Domanda - Il mondo sembra dividersi tra vittime e carnefici. Anche tra le donne, che sono meno portate alla violenza rispetto agli uomini, alcune sono ricordate dalla storia come «sanguinarie». Di chi è la colpa?
Maraini - «Non credo affatto che le donne siano meno portate alla violenza. Come ho detto prima, la violenza fa parte della natura dell’essere umano. Solo che le donne, storicamente, sono state educate più degli uomini a reprimere i propri istinti aggressivi. Per questo, in effetti, risultano meno bellicose. Ma nel momento che liberano l’aggressività, possono essere terribili. Per questo ritengo che la cosa più importante sia puntare sulla educazione, sia per gli uomini che per le donne, non repressiva e fatta di dogmi, ma riflessiva e tendente allo sviluppo di un carattere rispettoso dell’altro e della propria dignità».
Domanda - Che ruolo ha, oggi, la famiglia nell’educazione dei figli? E le istituzioni?

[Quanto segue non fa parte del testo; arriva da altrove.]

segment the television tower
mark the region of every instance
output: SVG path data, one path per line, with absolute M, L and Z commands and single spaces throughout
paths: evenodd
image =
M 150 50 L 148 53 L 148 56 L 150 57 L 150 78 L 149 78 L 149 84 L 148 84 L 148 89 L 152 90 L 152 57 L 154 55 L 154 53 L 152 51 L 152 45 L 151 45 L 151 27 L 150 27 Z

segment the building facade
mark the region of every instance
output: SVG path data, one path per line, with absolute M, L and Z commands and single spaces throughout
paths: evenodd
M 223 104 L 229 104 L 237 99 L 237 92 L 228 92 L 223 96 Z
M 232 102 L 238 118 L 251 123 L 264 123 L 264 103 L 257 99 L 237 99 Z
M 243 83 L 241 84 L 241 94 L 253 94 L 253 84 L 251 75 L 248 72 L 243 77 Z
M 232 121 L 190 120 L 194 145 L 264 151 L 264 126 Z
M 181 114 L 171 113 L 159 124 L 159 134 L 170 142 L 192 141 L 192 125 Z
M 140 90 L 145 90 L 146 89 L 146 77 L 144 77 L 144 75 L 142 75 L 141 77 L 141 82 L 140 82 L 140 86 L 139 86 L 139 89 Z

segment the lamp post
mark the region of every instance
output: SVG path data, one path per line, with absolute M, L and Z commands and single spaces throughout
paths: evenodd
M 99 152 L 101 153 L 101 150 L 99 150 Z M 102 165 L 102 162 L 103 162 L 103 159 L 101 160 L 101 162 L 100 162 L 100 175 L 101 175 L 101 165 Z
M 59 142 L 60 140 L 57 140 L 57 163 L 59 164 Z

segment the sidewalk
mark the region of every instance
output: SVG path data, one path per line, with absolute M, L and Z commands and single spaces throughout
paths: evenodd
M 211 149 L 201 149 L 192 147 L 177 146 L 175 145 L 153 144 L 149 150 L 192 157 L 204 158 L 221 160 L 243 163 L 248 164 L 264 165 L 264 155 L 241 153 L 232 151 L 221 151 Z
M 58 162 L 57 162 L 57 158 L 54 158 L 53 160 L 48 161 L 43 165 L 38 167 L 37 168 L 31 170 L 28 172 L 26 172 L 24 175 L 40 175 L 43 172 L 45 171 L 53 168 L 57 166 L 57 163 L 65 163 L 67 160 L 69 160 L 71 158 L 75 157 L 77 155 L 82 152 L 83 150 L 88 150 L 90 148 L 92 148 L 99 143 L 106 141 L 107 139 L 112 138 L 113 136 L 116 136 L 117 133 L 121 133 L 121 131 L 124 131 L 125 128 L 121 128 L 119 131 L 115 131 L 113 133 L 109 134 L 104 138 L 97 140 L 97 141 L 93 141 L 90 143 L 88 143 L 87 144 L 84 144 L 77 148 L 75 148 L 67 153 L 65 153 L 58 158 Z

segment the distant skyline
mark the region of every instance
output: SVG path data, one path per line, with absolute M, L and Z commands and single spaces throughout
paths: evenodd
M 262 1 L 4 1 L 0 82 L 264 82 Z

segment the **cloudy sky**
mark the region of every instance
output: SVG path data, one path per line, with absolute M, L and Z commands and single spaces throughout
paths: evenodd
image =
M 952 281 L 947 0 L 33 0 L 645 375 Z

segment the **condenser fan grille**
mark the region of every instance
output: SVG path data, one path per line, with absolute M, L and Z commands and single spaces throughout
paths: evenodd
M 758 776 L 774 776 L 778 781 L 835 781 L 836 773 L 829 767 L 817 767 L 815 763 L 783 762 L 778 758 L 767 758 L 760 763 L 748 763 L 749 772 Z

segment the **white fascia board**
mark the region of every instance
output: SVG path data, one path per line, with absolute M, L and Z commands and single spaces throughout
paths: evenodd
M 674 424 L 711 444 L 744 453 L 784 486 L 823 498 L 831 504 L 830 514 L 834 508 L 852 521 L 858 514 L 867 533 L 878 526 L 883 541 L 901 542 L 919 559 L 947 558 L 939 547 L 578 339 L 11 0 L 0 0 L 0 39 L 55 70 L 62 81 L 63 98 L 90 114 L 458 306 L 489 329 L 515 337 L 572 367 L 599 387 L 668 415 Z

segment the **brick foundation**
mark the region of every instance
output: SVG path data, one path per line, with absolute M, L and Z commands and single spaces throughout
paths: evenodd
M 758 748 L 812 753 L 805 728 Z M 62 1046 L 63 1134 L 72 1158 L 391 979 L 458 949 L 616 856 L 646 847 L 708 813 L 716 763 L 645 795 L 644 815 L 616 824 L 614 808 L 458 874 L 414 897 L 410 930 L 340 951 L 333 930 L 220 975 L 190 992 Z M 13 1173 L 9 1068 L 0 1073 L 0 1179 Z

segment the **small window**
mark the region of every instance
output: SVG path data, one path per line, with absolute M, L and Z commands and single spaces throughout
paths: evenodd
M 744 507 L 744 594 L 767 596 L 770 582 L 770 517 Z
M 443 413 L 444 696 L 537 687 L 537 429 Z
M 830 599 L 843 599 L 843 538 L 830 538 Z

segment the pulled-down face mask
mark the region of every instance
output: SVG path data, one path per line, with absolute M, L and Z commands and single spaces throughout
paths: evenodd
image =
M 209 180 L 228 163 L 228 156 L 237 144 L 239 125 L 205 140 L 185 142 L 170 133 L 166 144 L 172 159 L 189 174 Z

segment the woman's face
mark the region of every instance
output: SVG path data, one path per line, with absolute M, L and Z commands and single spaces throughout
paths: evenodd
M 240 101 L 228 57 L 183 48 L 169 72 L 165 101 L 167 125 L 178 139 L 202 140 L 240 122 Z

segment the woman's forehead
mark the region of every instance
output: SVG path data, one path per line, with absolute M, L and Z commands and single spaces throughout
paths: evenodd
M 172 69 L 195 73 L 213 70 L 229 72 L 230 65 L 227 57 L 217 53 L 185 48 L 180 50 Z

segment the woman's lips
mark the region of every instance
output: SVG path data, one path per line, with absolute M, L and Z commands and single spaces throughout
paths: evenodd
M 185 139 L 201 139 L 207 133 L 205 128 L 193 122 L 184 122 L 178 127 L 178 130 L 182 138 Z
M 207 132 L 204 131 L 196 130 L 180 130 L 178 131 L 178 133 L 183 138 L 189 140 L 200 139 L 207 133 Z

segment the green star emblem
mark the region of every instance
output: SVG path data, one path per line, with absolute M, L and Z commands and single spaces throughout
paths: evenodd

Maraini - «Ruolo importantissimo che viene purtroppo sottovalutato. Le istituzioni, poi, dovrebbero dare il buon esempio, cosa che non fanno. Basta leggere degli scandali che stanno devastando la Cosa Pubblica in questi giorni».
Domanda - Nella quiete montana dell’Abruzzo stai scrivendo il tuo prossimo romanzo, ci puoi dare delle anticipazioni?
Maraini - «No, niente anticipazioni. Quando scrivo devo concentrarmi e non disperdere la materia su cui sto lavorando. Quando avrò finito ne parlerò».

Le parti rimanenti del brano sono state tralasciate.